He’d be right on that, of course, but Glasgow is not – and never has been – a rational footballing landscape and the thousands of empty seats in the top deck of the Broomloan Stand against Club Brugge might make it difficult to turn a rubber ear to the unrest forever. Losing Champions League income is one thing; losing the financial backing of fans quite another.  

Where the problems at Rangers are placed squarely at the door of the manager, Brendan Rodgers has done a capable job of diverting blame in another direction.  

The Irish Sea offers less protection for Celtic’s controlling shareholder than the Atlantic does for his opposite number at Ibrox, but it’s far enough to insulate Dermot Desmond from the flak aimed at his fellow directors during the 0-0 draw with Kairat.  

Rodgers has played down talk of a rift with the Celtic board. In terms of the key decisions, the Parkhead board effectively consists of one man in Dublin with 34% of the shares and 100% of the say and, while Rodgers claims to want the same things as the man who hired him they seem to differ on the best way to get there. The manager favours a braver approach to spending on players while Desmond made his fortune by seeking value for money and securing a return on his investments. 

At Celtic that means targeting significant talent for insignificant sums of money while filling the squad with players the manager seems lukewarm towards, at best. If a player they like is deemed to be over-priced, they don’t sign him. Even when the cash is there to do the deal without making a dent in the bottom line.  

There was similar exasperation when Adam Idah and Nicholas Kuhn were the only signings of the winter window in January 2024,  a club statement acknowledging the ‘inherent inefficiencies of holding excess cash’ and ‘the importance of investing in strengthening the team to deliver football success.’   
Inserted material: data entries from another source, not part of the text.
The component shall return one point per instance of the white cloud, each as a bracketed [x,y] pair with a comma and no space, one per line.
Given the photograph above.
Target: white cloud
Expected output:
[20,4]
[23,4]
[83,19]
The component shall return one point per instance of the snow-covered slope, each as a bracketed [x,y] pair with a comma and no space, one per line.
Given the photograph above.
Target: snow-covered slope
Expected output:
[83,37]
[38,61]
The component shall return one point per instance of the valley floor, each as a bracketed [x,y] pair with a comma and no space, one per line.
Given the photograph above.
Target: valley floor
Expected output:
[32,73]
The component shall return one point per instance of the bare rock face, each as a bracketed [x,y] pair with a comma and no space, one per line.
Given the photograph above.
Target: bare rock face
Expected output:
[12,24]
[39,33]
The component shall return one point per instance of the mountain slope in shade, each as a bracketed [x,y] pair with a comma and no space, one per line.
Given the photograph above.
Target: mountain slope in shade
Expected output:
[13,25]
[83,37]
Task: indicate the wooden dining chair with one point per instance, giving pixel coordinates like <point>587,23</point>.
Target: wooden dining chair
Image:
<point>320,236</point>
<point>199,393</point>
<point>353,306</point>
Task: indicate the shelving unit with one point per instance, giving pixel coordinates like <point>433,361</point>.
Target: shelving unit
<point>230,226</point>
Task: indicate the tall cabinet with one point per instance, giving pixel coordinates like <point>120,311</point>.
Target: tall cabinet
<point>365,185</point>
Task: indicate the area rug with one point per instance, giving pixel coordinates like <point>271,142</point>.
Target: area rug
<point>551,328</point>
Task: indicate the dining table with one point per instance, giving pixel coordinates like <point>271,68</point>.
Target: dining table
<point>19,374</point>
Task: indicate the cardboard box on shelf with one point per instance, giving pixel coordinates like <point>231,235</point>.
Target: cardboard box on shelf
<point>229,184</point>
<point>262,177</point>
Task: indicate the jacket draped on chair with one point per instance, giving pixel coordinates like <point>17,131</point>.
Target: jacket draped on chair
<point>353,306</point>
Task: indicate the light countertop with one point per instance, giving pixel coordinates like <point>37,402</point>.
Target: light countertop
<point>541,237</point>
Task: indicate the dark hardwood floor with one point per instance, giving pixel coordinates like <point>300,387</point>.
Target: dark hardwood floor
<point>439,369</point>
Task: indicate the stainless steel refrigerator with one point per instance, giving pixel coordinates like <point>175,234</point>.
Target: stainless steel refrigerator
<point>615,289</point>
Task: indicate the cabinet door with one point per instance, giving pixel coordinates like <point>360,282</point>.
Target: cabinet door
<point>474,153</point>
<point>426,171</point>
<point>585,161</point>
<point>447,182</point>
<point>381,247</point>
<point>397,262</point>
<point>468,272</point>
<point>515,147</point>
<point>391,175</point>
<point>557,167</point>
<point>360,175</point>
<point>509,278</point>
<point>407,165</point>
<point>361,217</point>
It makes no sense to leave the money in the bank and they will spend money in the coming days on a four year deal for winger Michel Ange-Balikwisha while talks are on the go for Uruguayan left back Marcelo Saracchi. A striker and a second winger seem likely on top of that.   
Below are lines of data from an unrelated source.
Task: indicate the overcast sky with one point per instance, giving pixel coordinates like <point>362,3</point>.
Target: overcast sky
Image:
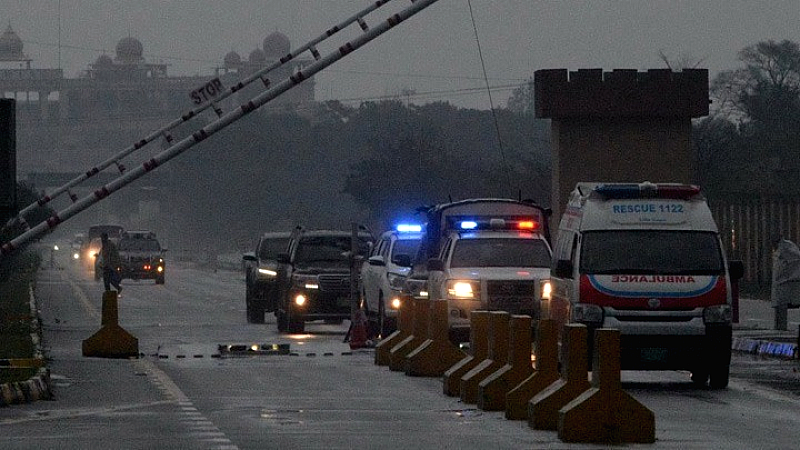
<point>435,53</point>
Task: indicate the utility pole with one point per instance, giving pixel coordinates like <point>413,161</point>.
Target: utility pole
<point>8,159</point>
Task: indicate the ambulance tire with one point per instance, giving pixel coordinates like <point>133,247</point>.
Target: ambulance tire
<point>719,376</point>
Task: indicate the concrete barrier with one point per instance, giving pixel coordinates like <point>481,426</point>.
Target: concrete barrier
<point>493,389</point>
<point>496,358</point>
<point>434,356</point>
<point>605,413</point>
<point>546,372</point>
<point>544,406</point>
<point>479,347</point>
<point>404,319</point>
<point>419,327</point>
<point>111,341</point>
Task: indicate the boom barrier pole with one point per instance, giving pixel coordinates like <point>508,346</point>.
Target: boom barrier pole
<point>310,46</point>
<point>219,124</point>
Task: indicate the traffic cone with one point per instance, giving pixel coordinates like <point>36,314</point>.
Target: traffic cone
<point>358,331</point>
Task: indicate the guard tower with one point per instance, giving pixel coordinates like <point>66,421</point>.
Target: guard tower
<point>622,126</point>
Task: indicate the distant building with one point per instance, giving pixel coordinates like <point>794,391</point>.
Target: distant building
<point>66,126</point>
<point>72,124</point>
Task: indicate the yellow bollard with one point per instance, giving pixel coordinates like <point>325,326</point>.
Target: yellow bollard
<point>605,413</point>
<point>543,407</point>
<point>493,389</point>
<point>383,347</point>
<point>434,356</point>
<point>546,372</point>
<point>397,355</point>
<point>479,347</point>
<point>111,341</point>
<point>497,357</point>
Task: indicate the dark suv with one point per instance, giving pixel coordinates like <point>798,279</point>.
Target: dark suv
<point>261,275</point>
<point>142,256</point>
<point>314,278</point>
Why they left all this activity until it was too late to field their new arrivals in their biggest games of the season is the bigger question.  

Transfers are a bit like selling a house. Most deals are part of a chain, reliant on the pieces falling into place elsewhere and agents playing ball. None of that really explains why a club cautious by nature seems prepared to gamble on qualification for a competition worth half of their annual turnover.   

Liam ScalesLiam Scales (Image: Craig Williamson - SNS Group)

From Nir Bitton in central defence to Liam Scales filling in at left back needless punts happen too often to be regarded as a one off. The apparent reluctance to spend big until they secure group stage football only contributes to the failure to get there in the first place. 

If being a little better than Rangers is Celtic’s ambition then they’re doing fine. If they aspire to be a Champions League team with a continental profile the current window has been less than ideal.  

At this point you’d give Rodgers and his side a higher chance of finding a way to the promised land than their bitter rivals. If the Europa League is where both teams finish up they’ll have no one to blame but themselves.